This workshop walks through a sample Apache Beam pipeline that can be deployed to Amazon Kinesis Data Analytics. It reads New York City taxi events from a Kinesis data stream, processes and aggregates them, and ingests the result to Amazon CloudWatch for visualization. The workshop is structured in the following way.

  1. To begin the workshop, you connect to a AWS Cloud9 development environment. You will prepare the development environment using a simple script.

  2. You then start creating the infrastructure that is ingesting the event and persisting the raw data to Amazon S3. To this end, you create a Kinesis data stream to ingest the events and a Firehose delivery stream, that consumes the event from the data stream and persists them to Amazon S3. Once the infrastructure is ready, you use a Java application to replay a public data set of historic taxi trips made in New York City into the data stream.

  3. You then compile a Beam pipeline and deploy it to Amazon Kinesis Data Analytics, which provides a managed Apache Flink environment. The Beam pipeline is aggregating the number of trips and persists the result into Amazon CloudWatch where it can be visualized through a real-time dashboard.

  4. Once the application is running, you will take a closer look at the source code and learn how to best integrate a Beam pipeline with Amazon Kinesis Data Analytics.

  5. Once the Beam pipeline is operating properly, you adapt the pipeline to generate a more fine grained visualisation per borough instead of the entire city. You implement the change by adapting the parameters of the Beam pipeline. However, this only produces the additional metrics for new events. To derive this information for past events, you need to backfill the additional metrics using the raw data that has been persisted to Amazon S3.

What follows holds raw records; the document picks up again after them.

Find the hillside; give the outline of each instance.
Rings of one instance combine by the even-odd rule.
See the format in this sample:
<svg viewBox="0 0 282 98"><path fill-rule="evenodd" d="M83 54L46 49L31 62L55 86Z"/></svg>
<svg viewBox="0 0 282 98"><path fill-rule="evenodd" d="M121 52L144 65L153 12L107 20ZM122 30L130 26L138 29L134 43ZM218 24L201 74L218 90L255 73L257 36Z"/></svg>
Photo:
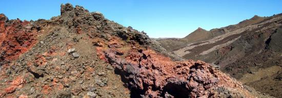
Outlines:
<svg viewBox="0 0 282 98"><path fill-rule="evenodd" d="M183 38L159 38L159 40L157 40L157 41L167 51L174 51L186 46L187 44L189 45L189 44L206 41L215 37L232 32L241 28L259 23L266 18L267 18L267 17L259 17L255 15L251 19L245 20L236 24L213 29L210 31L207 31L201 28L198 28Z"/></svg>
<svg viewBox="0 0 282 98"><path fill-rule="evenodd" d="M0 15L1 97L271 97L100 13L70 4L61 12Z"/></svg>
<svg viewBox="0 0 282 98"><path fill-rule="evenodd" d="M177 43L168 44L171 39L158 41L179 57L210 63L261 92L281 97L281 14L263 17L256 15L237 24L204 33L196 30L173 42ZM213 33L219 31L218 34ZM187 38L202 36L209 37L192 41ZM184 41L185 38L188 41Z"/></svg>

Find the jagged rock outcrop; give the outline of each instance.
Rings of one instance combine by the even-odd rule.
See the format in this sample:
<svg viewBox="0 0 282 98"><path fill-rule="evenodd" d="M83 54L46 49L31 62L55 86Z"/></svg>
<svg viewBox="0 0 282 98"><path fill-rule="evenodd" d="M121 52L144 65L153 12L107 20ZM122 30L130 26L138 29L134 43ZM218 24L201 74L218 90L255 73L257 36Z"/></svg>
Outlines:
<svg viewBox="0 0 282 98"><path fill-rule="evenodd" d="M282 94L278 92L282 91L281 86L276 84L282 82L275 77L282 71L282 40L278 38L281 37L281 14L264 17L256 15L237 24L210 30L210 33L221 31L223 34L210 39L174 43L180 39L169 44L166 40L158 41L167 50L184 59L204 61L236 79L245 79L244 83L260 92L280 97ZM256 72L264 72L259 70L272 67L278 70L267 74ZM254 80L252 77L259 79ZM249 81L246 82L246 79Z"/></svg>
<svg viewBox="0 0 282 98"><path fill-rule="evenodd" d="M35 21L1 14L0 49L12 52L1 54L0 97L268 97L100 13L70 4L61 11Z"/></svg>

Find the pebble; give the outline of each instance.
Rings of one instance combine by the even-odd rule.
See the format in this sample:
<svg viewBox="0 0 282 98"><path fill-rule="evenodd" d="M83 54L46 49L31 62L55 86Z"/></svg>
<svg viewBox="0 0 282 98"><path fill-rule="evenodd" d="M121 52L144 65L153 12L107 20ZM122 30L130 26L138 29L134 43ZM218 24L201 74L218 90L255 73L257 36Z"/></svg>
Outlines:
<svg viewBox="0 0 282 98"><path fill-rule="evenodd" d="M78 58L80 56L79 54L78 54L78 53L73 53L72 54L72 56L75 58Z"/></svg>
<svg viewBox="0 0 282 98"><path fill-rule="evenodd" d="M107 66L107 69L109 69L109 70L112 70L112 69L114 69L114 68L113 68L113 67L112 67L112 66L111 66L110 65L108 65L108 66Z"/></svg>
<svg viewBox="0 0 282 98"><path fill-rule="evenodd" d="M87 92L87 95L88 95L90 98L95 98L97 96L97 94L96 94L95 92L88 91L88 92Z"/></svg>
<svg viewBox="0 0 282 98"><path fill-rule="evenodd" d="M105 75L106 75L105 72L98 72L98 75L99 75L99 76L104 76Z"/></svg>

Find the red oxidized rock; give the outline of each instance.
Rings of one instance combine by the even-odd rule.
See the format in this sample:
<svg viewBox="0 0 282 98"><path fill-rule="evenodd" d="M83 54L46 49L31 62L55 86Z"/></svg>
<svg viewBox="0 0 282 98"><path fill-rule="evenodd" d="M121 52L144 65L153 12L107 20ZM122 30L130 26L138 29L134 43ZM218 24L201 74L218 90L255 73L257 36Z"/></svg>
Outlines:
<svg viewBox="0 0 282 98"><path fill-rule="evenodd" d="M29 21L17 19L7 23L7 20L0 15L0 61L17 58L37 41L37 30Z"/></svg>
<svg viewBox="0 0 282 98"><path fill-rule="evenodd" d="M105 43L122 42L112 38ZM220 87L236 89L244 92L245 96L252 96L241 84L203 61L172 61L135 44L97 47L100 58L120 70L128 80L126 83L135 94L133 96L218 97L220 92L216 91Z"/></svg>

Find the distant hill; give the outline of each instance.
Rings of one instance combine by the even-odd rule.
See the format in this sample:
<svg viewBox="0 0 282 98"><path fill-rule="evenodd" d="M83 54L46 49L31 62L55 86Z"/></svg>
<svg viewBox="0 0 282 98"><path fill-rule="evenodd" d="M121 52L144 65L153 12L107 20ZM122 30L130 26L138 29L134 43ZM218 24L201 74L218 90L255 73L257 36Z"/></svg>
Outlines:
<svg viewBox="0 0 282 98"><path fill-rule="evenodd" d="M282 97L282 85L276 85L282 84L281 14L158 41L179 57L209 63L261 92Z"/></svg>

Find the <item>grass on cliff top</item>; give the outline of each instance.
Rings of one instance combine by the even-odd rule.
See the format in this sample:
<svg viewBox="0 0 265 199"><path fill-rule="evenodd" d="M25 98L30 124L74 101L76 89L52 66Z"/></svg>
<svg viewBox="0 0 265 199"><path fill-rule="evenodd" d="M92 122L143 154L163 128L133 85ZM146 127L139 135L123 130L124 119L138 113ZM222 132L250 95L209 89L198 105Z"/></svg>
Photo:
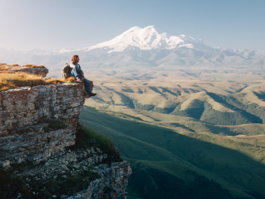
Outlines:
<svg viewBox="0 0 265 199"><path fill-rule="evenodd" d="M61 84L62 81L56 78L44 80L43 77L30 74L0 74L0 91L23 86Z"/></svg>

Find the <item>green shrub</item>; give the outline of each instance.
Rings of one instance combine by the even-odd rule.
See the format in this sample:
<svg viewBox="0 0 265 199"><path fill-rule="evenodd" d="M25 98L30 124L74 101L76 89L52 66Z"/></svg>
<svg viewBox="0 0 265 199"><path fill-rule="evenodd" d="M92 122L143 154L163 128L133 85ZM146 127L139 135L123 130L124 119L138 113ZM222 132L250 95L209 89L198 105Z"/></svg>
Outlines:
<svg viewBox="0 0 265 199"><path fill-rule="evenodd" d="M108 158L105 160L106 163L110 164L122 160L119 151L109 138L82 125L77 133L75 145L70 148L75 149L92 147L98 147L108 154Z"/></svg>

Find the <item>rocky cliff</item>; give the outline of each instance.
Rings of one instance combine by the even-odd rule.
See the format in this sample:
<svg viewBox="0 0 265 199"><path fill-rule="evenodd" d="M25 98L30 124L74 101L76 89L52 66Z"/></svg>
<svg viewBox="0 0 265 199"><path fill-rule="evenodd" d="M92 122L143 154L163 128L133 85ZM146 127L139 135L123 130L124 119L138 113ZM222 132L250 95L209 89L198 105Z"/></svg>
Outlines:
<svg viewBox="0 0 265 199"><path fill-rule="evenodd" d="M95 138L75 145L84 92L83 83L0 92L1 198L126 198L130 164L111 161Z"/></svg>

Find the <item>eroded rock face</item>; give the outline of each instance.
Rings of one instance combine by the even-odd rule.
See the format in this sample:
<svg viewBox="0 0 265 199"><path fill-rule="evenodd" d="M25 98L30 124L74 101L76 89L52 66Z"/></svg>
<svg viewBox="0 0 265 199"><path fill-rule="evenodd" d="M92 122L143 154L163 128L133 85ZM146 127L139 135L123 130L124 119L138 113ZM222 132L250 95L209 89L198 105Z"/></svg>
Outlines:
<svg viewBox="0 0 265 199"><path fill-rule="evenodd" d="M41 160L75 144L83 84L21 87L0 92L0 165ZM49 130L47 121L66 129Z"/></svg>
<svg viewBox="0 0 265 199"><path fill-rule="evenodd" d="M113 163L110 166L100 165L94 169L101 176L90 183L86 190L83 190L67 199L125 199L127 193L128 178L132 173L130 164L126 161Z"/></svg>
<svg viewBox="0 0 265 199"><path fill-rule="evenodd" d="M36 67L12 65L10 70L16 70L16 66L23 72L43 76L48 73ZM0 92L0 166L14 171L12 177L19 177L34 198L38 198L38 192L49 196L45 198L126 198L125 189L132 173L128 162L105 164L108 154L95 147L70 149L75 147L84 92L84 83ZM54 129L50 121L63 126ZM27 166L29 163L33 167ZM12 168L14 164L23 165L19 171ZM64 193L59 193L60 189ZM12 194L16 198L22 196Z"/></svg>

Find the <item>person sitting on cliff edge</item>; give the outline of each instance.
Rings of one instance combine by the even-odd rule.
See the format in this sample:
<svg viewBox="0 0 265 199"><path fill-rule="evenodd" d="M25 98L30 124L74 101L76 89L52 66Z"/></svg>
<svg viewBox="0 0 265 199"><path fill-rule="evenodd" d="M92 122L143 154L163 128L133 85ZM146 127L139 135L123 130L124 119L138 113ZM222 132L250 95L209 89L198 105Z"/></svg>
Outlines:
<svg viewBox="0 0 265 199"><path fill-rule="evenodd" d="M69 63L70 66L72 67L70 76L74 77L77 81L84 81L85 83L85 87L88 92L88 96L95 96L97 94L91 92L89 81L84 77L84 72L81 69L80 65L78 63L79 62L79 56L78 55L74 55L72 58L72 61Z"/></svg>

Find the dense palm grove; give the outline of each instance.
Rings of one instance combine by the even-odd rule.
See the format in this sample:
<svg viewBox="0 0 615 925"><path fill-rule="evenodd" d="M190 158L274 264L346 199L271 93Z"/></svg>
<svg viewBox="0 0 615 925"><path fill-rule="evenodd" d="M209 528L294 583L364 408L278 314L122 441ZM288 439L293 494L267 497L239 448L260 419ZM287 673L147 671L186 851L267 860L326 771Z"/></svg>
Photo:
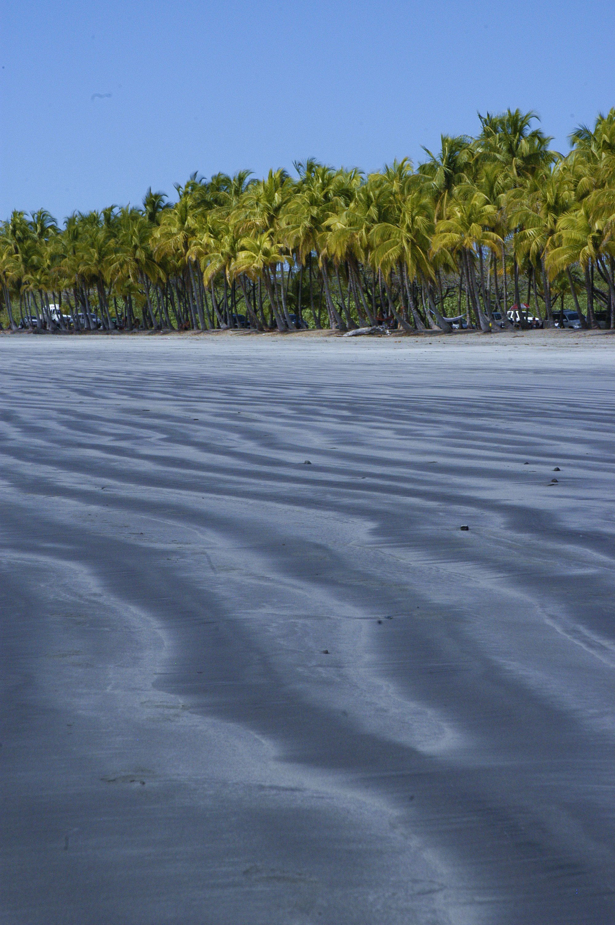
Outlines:
<svg viewBox="0 0 615 925"><path fill-rule="evenodd" d="M442 136L417 169L194 175L177 203L150 190L141 208L63 228L14 212L5 326L449 332L461 316L488 331L532 315L552 327L566 304L583 327L615 327L615 109L577 129L566 157L533 113L479 117L476 138Z"/></svg>

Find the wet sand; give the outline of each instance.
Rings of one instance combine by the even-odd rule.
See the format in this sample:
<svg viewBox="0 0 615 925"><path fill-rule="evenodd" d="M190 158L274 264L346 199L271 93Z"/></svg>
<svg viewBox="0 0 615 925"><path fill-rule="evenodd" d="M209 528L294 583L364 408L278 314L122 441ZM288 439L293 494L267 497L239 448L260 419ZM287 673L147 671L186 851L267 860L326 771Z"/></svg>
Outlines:
<svg viewBox="0 0 615 925"><path fill-rule="evenodd" d="M0 339L3 925L615 921L614 370Z"/></svg>

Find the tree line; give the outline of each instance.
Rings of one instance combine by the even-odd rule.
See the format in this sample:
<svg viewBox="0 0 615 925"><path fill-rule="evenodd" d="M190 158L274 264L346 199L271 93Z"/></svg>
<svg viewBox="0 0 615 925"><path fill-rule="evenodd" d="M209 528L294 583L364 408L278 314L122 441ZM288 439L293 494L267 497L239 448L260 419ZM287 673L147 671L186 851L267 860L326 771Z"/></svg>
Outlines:
<svg viewBox="0 0 615 925"><path fill-rule="evenodd" d="M0 226L6 327L133 330L389 325L483 331L527 313L615 327L615 108L566 155L519 109L479 116L367 176L314 159L148 190L142 206ZM529 306L526 314L522 305Z"/></svg>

  6. You will configure the same Apache Beam pipeline to process data stored in Amazon S3 in a batch fashion. You will experience the power of Apache Beam application to unify stream and batch processing using Amazon Kinesis Data Analytics.

  7. You can then optionally add profiling(Amazon CodeGuru), monitoring and logging capabilities to the Beam application to monitor the health of the streaming application.

The code for this workshop is located at https://github.com/aws-samples/amazon-kinesis-analytics-beam-taxi-consumer github repository.